9, being the least odd composite number, is the least number which can be a pseudoprime, and shows up often because it is a strong pseudoprime to any base a ≡ ±1 (mod 9).

== Overpseudoprime ==

A composite c is called an overpseudoprime base b when the multiplicative order of b mod c × the number of cyclotomic coset (the coset {0} is not counted, e.g. for 2 mod 9 there are 2 cosets: {1, 2, 4, 8, 7, 5}, {3, 6}; for 2 mod 15 there are 4 cosets: {1, 2, 4, 8}, {3, 6, 12, 9}, {5, 10}, {7, 14, 13, 11}; and for 2 mod 21 there are 5 cosets: {1, 2, 4, 8, 16, 11}, {3, 6, 12}, {5, 10, 20, 19, 17, 13}, {7, 14}, {9, 18, 15}) of b mod c equals c, in fact, the overpseudoprimes base b are exactly the composite factors of the Zsigmondy numbers Zs(n,b,1) for some n. Overpseudoprimes must be strong pseudoprimes, Euler-Jacobi pseudoprimes, Euler pseudoprimes, and Fermat pseudoprimes to the same base b. There are infinitely many overpseudoprime to every base b.
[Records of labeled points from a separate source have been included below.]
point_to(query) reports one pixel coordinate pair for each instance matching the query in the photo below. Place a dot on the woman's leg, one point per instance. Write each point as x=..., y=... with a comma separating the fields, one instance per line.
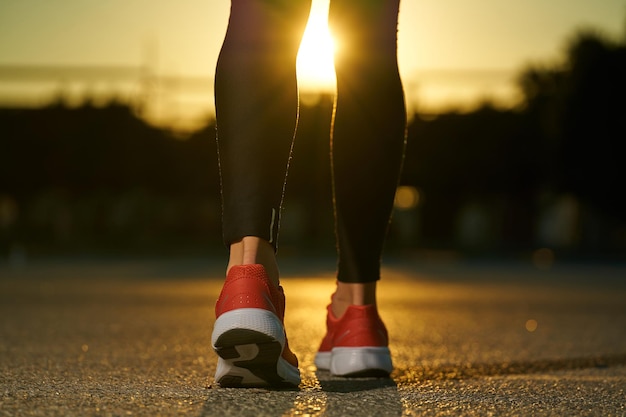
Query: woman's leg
x=256, y=105
x=368, y=141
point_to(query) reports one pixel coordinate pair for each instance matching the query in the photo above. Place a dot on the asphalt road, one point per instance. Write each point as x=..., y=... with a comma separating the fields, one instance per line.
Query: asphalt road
x=121, y=338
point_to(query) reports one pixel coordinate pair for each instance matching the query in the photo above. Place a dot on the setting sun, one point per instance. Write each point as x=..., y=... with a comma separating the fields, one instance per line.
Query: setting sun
x=315, y=58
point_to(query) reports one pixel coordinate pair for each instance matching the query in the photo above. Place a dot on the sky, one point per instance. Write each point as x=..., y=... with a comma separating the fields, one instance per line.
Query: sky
x=451, y=52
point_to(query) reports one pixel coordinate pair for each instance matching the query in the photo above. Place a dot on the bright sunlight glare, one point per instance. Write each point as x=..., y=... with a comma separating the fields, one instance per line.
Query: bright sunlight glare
x=315, y=58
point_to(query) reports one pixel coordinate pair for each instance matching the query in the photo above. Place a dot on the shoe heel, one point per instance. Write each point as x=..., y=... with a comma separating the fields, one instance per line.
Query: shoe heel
x=361, y=362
Every prime p divides only finitely many (including zero) overpseudoprimes in base b, since for all bases b ≥ 2 and all n ≥ 1, there are only finitely many (prime or composite) numbers r such that the multiplicative order of b mod r is n (all of these r are divisors of Zs(n,b,1), of course there are only finitely many divisors of Zs(n,b,1)), and for base b ≥ 2 and prime p, p divides an overpseudoprime in base b if and only if p does not divide b and p is odd and p is not equal to the odd part of Zs(n,b,1) for any n.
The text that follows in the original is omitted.